How to debug disk complete errors in redshift

When I first used Amazon's Redshift, I quickly realized that it was different from other relational databases.
You have new options such as COPY and UNLOAD, and you lose familiar helpers such as key constraints.
Compared with traditional databases, you can process larger data sets faster, but to make full use of it, you need to learn.

One of the problems we encountered at the beginning was the helpless disk full error, especially when we knew we had free disk space.
Last year, we collected many resources on how to manage disk space in Redshift.
We will share what we have learned to help you quickly debug your Redshift cluster and make the most of it.

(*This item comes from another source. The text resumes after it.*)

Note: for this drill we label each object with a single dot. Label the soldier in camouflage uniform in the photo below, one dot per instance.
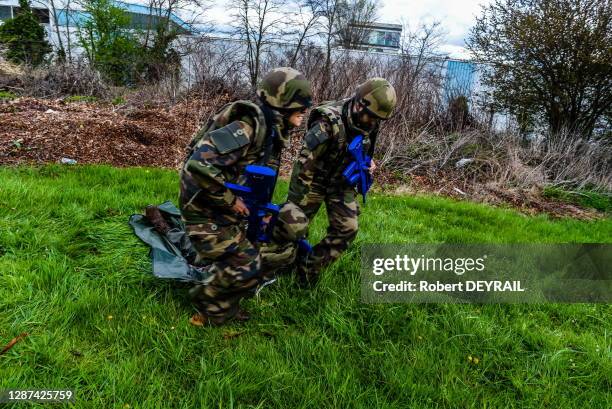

If you encounter a disk full error when running a query, something must have happened-one or more nodes in the cluster ran out of disk space while running the query.
This may be because the query uses a lot of memory and overflows to the disk, or the query is good and there is too much data on the hard disk of the cluster.
You can find out which situation is by querying the stv_partitions table to see how much space the table uses.
I like to use this query from FlyData.

Ideally, you will not use more than 70% of the mysql database synchronization capacity.
Even if the capacity exceeds 80%, Redshift can still continue to work normally, but it may still cause your problems.
If you seem to have enough space, continue to the next section, but if you use more than 90% of the space, you definitely need to skip to the "coding" section.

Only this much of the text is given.